For more details, refer to the [OpenAI Reasoning Models Guide](https://platform.openai.com/docs/guides/reasoning).


## Purchase and Store API Key

You need to **purchase** your [OpenAI](https://openai.com/) API key and store it securely, such as in **AWS Secrets Manager**.

- **Key Name:** `api_key`  
- **Key Value:** `<your OpenAI API key>`  
- **Secret Name:** `openai`  

## Install Python Libraries

- **openai**: Used to call `o1` and `GPT` models for data analysis and image interpretation.

In [1]:
pip install openai -q

Note: you may need to restart the kernel to use updated packages.
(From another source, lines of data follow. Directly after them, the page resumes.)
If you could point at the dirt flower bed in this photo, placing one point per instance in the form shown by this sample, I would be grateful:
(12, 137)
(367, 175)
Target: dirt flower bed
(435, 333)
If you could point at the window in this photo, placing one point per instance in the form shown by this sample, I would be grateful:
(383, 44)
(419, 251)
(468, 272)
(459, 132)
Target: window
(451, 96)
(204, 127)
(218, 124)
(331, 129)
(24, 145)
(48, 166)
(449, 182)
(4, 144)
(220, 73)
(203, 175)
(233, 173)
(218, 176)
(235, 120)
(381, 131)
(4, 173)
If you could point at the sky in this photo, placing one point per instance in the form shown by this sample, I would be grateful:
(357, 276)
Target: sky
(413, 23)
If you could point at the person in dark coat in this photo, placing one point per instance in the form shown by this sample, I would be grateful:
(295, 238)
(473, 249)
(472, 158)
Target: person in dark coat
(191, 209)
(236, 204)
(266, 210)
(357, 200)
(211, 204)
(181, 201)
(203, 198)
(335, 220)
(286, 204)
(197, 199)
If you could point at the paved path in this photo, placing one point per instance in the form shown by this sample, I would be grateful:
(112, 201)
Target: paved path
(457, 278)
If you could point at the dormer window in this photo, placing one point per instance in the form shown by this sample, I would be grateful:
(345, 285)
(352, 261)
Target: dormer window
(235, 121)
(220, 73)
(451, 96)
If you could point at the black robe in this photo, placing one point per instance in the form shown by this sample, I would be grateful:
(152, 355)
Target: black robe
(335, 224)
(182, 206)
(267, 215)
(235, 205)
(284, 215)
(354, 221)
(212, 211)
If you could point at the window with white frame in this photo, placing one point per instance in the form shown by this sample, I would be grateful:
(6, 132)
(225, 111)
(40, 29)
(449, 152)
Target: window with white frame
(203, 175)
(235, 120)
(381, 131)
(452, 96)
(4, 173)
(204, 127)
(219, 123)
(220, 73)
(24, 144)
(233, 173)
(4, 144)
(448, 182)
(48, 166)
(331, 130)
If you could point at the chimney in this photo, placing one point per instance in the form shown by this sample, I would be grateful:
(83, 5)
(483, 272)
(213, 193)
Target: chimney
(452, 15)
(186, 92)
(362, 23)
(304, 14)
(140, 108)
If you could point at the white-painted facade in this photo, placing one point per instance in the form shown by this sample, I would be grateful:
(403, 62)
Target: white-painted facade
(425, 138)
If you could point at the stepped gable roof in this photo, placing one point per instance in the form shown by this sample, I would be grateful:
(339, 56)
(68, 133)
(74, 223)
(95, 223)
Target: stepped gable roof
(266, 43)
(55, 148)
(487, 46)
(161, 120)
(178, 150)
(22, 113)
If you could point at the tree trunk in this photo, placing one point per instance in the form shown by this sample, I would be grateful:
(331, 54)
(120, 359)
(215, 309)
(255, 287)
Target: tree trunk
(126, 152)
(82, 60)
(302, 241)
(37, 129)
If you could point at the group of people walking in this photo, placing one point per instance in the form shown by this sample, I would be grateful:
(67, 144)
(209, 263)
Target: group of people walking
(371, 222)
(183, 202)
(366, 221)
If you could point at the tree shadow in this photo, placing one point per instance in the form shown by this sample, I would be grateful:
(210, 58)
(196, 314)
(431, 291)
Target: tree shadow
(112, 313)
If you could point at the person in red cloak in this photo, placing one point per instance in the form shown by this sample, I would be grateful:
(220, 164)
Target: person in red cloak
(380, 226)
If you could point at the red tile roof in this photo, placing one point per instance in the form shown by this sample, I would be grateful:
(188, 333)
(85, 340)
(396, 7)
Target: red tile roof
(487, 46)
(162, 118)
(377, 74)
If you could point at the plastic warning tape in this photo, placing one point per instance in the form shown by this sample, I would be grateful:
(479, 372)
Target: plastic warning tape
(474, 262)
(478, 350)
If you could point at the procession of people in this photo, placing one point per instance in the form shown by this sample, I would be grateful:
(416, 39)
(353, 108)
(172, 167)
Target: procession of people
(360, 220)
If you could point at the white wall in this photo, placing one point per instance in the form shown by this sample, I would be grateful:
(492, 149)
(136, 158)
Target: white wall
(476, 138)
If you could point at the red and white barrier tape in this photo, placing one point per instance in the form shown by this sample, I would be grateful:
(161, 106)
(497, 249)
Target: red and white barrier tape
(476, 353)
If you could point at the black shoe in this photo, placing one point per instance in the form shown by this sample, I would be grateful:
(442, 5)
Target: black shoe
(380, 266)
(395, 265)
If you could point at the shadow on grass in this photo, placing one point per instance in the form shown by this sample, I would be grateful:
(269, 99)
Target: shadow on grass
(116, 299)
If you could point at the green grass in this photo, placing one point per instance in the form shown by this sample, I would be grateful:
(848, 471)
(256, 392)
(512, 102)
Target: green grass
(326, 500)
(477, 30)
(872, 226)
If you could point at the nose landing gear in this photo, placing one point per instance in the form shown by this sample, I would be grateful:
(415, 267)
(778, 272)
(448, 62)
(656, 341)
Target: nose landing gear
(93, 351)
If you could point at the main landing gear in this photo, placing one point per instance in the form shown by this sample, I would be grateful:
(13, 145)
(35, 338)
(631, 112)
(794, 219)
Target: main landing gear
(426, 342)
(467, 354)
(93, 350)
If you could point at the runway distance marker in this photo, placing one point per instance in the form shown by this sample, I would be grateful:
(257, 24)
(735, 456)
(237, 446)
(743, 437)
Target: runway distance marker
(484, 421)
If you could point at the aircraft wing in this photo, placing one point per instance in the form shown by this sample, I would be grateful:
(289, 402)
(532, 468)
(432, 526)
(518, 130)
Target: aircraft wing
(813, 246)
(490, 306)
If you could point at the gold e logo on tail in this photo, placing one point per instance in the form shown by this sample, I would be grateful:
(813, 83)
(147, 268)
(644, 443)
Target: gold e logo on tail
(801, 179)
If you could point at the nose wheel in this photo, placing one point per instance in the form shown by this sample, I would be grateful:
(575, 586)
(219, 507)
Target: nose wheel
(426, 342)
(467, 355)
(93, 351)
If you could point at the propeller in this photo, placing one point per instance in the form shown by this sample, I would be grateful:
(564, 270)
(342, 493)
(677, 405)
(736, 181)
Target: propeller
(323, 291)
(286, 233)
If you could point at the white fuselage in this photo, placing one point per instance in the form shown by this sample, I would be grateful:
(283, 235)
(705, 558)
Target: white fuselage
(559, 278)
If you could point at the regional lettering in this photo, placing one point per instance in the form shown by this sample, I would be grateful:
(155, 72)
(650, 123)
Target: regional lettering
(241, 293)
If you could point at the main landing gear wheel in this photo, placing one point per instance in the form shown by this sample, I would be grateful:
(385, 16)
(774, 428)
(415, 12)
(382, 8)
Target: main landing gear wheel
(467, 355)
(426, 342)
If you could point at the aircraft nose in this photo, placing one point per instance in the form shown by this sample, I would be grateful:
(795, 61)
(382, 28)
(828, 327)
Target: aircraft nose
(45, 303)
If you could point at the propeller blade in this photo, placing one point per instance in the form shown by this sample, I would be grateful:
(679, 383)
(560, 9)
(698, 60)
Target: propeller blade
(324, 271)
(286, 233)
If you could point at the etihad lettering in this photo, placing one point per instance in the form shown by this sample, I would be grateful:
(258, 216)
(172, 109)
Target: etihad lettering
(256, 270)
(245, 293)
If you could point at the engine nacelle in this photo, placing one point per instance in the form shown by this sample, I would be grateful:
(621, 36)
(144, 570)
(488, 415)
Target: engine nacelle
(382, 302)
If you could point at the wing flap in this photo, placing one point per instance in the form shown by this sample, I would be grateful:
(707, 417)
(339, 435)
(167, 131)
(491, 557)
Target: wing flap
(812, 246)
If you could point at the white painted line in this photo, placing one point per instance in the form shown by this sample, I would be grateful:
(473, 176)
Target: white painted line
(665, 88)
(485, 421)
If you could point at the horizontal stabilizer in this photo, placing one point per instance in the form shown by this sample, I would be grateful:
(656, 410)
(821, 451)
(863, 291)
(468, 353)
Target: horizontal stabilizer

## Import Required Libraries

The following libraries are used in this notebook:

- **boto3**: AWS SDK for Python, used to interact with AWS services.
- **json**: Standard Python library for handling JSON data.
- **IPython.display**: Provides tools to display images, Markdown content, and other rich media in Jupyter Notebook.
- **openai**: Used to call `o1` and `GPT` models for data analysis and image interpretation.
- **pandas**: A powerful library for data manipulation and analysis.
- **pprint**: Pretty prints data structures for better readability.

In [2]:
import boto3
import json
from IPython.display import display, Image, Markdown
from openai import OpenAI
import pandas as pd
from pprint import pprint

## Retrieve API Keys Securely from AWS Secrets Manager

The following function, `get_secret()`, retrieves a secret from **AWS Secrets Manager**. This is a secure way to store and access sensitive credentials, such as API keys, without hardcoding them into the script

In [3]:
def get_secret(secret_name):
    region_name = "us-east-1"

    # Create a Secrets Manager client
    session = boto3.session.Session()
    client = session.client(
        service_name='secretsmanager',
        region_name=region_name
    )

    try:
        get_secret_value_response = client.get_secret_value(
            SecretId=secret_name
        )
    except ClientError as e:
        raise e

    secret = get_secret_value_response['SecretString']
    
    return json.loads(secret)

## Initialize OpenAI Client

The following code initializes the OpenAI client using a securely stored API key retrieved from AWS Secrets Manager.

In [4]:
client = OpenAI(api_key= get_secret('openai')['api_key'])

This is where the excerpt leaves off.